Nasze drugie połówki:))

Dworcika   Fantasmagoria
29 lipca 2011 14:20
Ja co chwilę słyszę, że T. chce (i kiedyś NA PEWNO!) nauczyć się jeździć. Bez jakichś tam cudów, ale na tyle, żebyśmy mogli sobie od czasu do czasu pojechać razem na wycieczkę 😉
Szkoda, że ciągle coś stoi na drodze do szczęścia :[ Obecnie mamy za sobą wdrapanie się na konia w celu zdjęciowym, futrowanie go marchewkami i cukierasami i zachwyt jaki on jest strasznie fajny (bo koń tirsy25 jest cudny 😍 ). Bakster najwyraźniej również uznał T. za wartościowy element krajobrazu, co zobrazował wylizaniem go od pasa w górę 😁
Moj maz i ja  😍 😍

On nie ma na szczescie nic wspolnego z konmi, ale mamy inna wspolna pasje, ktora podzielamy. To daje mi szanse na oderwanie sie od koni i pracy, inaczej chyba bym zwariowala.
Anka: Miło widzieć, że jest nas więcej!  😀  Nas, czyli ludzi dla których mroczno-rockowe klimaty są najbliże sercu.
Julie my metalowcy sercem i dusza. 🙂 wrosnieci w to na zawsze.
No proszę... ja też stara "metalistka" jestem, a moja druga połowa może nie do końca metal, ale zdecydowanie woli cięższe, alternatywne brzmienia.
Chociaż glanów już nie noszę (nadal mam gdzieś w szafie) i wyłącznie na czarno się już nie ubieram, włosów na czarno też już nie farbuję...
Zrobiłam się mniej ortodoksyjna, inną muzyką, jeśli dobra, też już nie gardzę.
No ale "wrośnięta" czuję się nadal i tak już na pewno zostanie.
Ja glany, conversy, skore i koszulki z zespolami nadal nosze, wlosy czarne lub fioletowe mam. Spodniczke czy buty na obcasac tez zaloze, ale wszystko w klimacie zachowane. Slucham wszystkiego od heavy do death, czasem cos rockowego tez, w zaleznosci od nastroju nawet klasyczna muzyka leci. 😉
Dla mnie to jest sposob na zycie, wiec nie ma opcji schowania ciuchow do szafy.  😎 Czasem mi mowia, ze za stara na to jestem, ale naszym mottem jest "NEVER TOO OLD TO ROCK" i niech tak pozostanie.
Zgadza się!

(Przepraszamy za mały offtopic  :kwiatek: )

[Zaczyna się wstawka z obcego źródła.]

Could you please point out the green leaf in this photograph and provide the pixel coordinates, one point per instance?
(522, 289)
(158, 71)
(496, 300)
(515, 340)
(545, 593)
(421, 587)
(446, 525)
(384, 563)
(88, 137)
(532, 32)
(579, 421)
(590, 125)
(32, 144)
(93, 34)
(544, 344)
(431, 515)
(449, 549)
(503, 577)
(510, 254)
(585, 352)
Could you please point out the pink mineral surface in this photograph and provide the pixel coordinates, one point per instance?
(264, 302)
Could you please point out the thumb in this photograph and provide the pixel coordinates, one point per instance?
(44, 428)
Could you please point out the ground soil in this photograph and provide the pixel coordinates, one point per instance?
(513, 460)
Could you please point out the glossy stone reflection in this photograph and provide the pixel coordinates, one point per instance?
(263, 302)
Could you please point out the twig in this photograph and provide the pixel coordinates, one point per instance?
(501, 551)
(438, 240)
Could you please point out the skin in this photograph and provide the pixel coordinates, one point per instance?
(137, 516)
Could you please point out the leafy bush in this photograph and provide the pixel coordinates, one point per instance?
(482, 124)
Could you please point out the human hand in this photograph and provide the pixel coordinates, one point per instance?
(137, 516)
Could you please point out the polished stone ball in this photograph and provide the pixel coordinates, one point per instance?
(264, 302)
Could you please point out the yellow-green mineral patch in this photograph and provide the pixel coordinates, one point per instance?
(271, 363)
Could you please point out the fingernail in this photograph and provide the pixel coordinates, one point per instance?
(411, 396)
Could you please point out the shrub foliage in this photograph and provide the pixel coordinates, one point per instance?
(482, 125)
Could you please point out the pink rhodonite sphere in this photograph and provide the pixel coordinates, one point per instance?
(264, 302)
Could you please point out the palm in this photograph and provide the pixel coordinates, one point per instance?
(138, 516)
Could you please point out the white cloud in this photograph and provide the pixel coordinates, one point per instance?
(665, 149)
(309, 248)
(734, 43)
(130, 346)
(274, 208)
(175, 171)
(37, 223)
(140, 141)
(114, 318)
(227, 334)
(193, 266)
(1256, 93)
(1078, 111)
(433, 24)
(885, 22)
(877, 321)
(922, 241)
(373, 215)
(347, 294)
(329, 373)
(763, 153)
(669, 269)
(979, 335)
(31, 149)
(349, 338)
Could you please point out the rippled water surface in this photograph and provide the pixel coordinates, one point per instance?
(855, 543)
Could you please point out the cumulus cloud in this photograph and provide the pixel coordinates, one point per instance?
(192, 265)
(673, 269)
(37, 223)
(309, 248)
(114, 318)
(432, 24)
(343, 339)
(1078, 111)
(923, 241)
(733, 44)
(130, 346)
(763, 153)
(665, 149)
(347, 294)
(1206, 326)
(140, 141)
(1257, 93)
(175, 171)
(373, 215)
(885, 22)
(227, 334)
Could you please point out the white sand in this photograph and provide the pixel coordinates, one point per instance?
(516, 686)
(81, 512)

wlasnie wrocilismy ze wspolnych wakacji. to juz 2,5 roku  🤔 nie wiem kiedy to minęło a jest coraz lepiej  😵  😍



galopada_, ale wam doobrze! Gdzie to jest? Fajna połówka 🙂
Jak już tak gadamy o połówkach i koniach, to mojego iChłopca też w ogóle nie ciągnie do jeździectwa. Ale o dziwo, ciągnie go do stajni. Oczywiście, ma to związek z przebywaniem na świeżym powietrzu, oderwaniu od pracy i zaduchu Warszawy, ale i tak, cała stajnia jest w szoku jaki jest dzielny (prawie każdy weekend jest ze mną w stajni, lub chociaż w któryś dzień weekendowy) i jaki wyrozumiały, bo tajemnicą nie jest, jak strasznie Czardasza rozpuszczam, hołubię, tulę , wychwalam i deklaruje miłość dozgonną. Nie raz nie dwa usłyszał, kto jest miłością mojego życia 😉 Ale... traktuje to z przymrużeniem oka, i mimo, że początki chłopcy mieli trudne (zazdrość! 😉), to jednak teraz całkiem się lubią. M daje cukierki i głaszcze... nie jeździ, nie bierze na myjkę, nigdy nie krzyknie. A Czardasz to docenia. Wręcz jest wobec laickiej nieporadności i niepewności iChłopca zaskakująco pobłażliwy. Nawet w warunkach zawodów, czyli  tłumu ludzi i koni!  😲 Ale na Czardasza wsiadać nie chce, a ja mu nie proponuje i nie zachęcam. Oni znają dynamikę swojej relacji najlepiej. Tymczasem ja jestem w szoku, jak przyjemnym jest towarzyszem: nie pogania, nie jęczy. A to z kimś pogada, a to mi  pomoże i np. Czardasza padok naprawi. Czasem siodło schowa, lub zamiecie słomę z kopyt. Wpasował się, naprawdę, przerażająco...  🤣

Tymczasem, o wilku mowa, a wilka nie ma. Więc oto mój M, i jego debiut w tym wątku  :kwiatek:


Dzionka tutaj akurat chorwacja. Jeszcze końsko:

Nie wyobrażam sobie, żeby mojej połówki nie pociągały konie. Nas to bardzo łączy, zawsze mamy o czym rozmawiać, razem jeździmy na zawody, nikt się nie nudzi. Całe dnie jesteśmy ze sobą, pracujemy razem i z końmi. Bardzo nam z tym dobrze 🙂 4 lata jesteśmy razem i oby nigdy nie było końca.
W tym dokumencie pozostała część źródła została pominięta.